Researchers have discovered that the Flax Typhoon group (also known as Ethereal Panda / RedJuliett) had turned an ArcGIS server component into a hidden web shell and maintained access to the victim’s network for over a year, using a modified SOE and a SoftEther-based “bridge” for a hidden VPN channel.
The attack consisted of deploying a modified Java SOE (Server Object Extension) in a publicly accessible ArcGIS portal: the attackers activated this module via a standard REST call, added a hardcoded access key, and thus obtained a hidden control channel that is difficult to detect with conventional monitoring tools. Through the backdoor, they performed network reconnaissance, uploaded a modified SoftEther binary to the server (renamed to `bridge.exe`), created a service called “SysBridge” and established a persistent reverse VPN bridge — making them “part” of the victim’s internal network and allowing for further lateral movement and data exfiltration. To escalate, the attackers carefully selected their targets and focused on IT staff workstations, where they gained administrative privileges and changed passwords.

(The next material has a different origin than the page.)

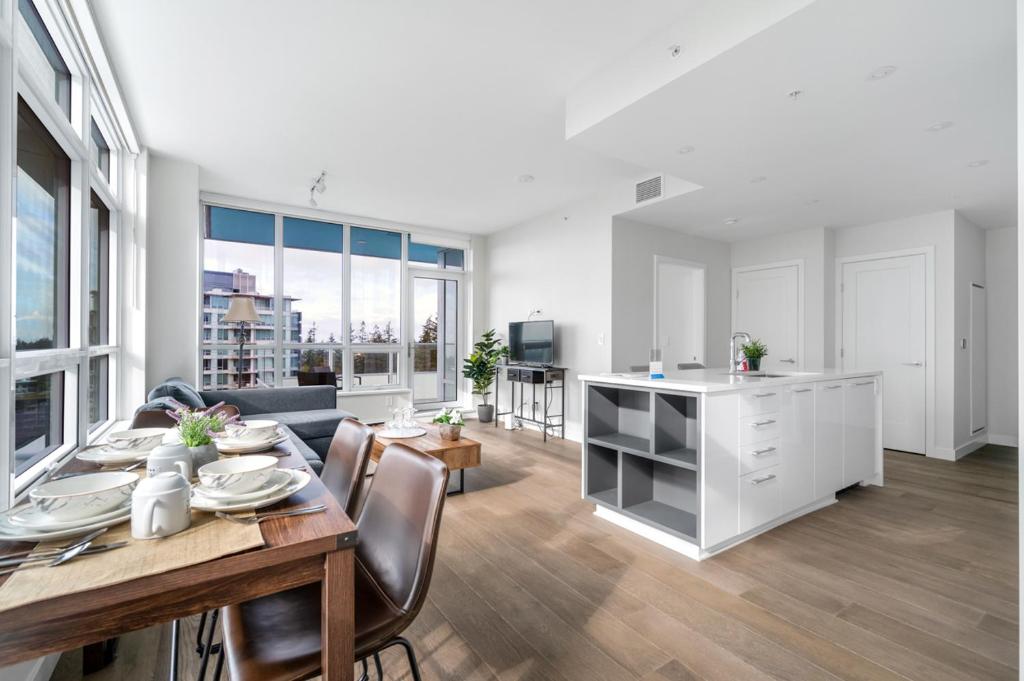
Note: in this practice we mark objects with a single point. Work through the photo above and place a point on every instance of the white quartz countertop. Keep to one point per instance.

Flax Typhoon is a group with a history of sophisticated, living-off-the-land operations, known for its adaptive tactics: using legitimate system components and procedures to hide their actions. This incident illustrates a trend where attackers are choosing to replace/abuse trusted extensions and backups instead of brute-force exploits to achieve long-term persistence, even after a normal system recovery.
Organizations using ArcGIS and other critical enterprise platforms should immediately:
verify the integrity of server extensions and backups;
apply the latest patches and updates;
force reset administrative account passwords and enable multi-factor authentication;
Increase monitoring of non-standard outbound HTTPS connections and services;
Segment networks and restrict service launch rights;
Audit and respond to indicators of compromise (IOCs). The “trusted component defense” approach should be a priority, as they are becoming the new favorite launch pad for deep and persistent attacks.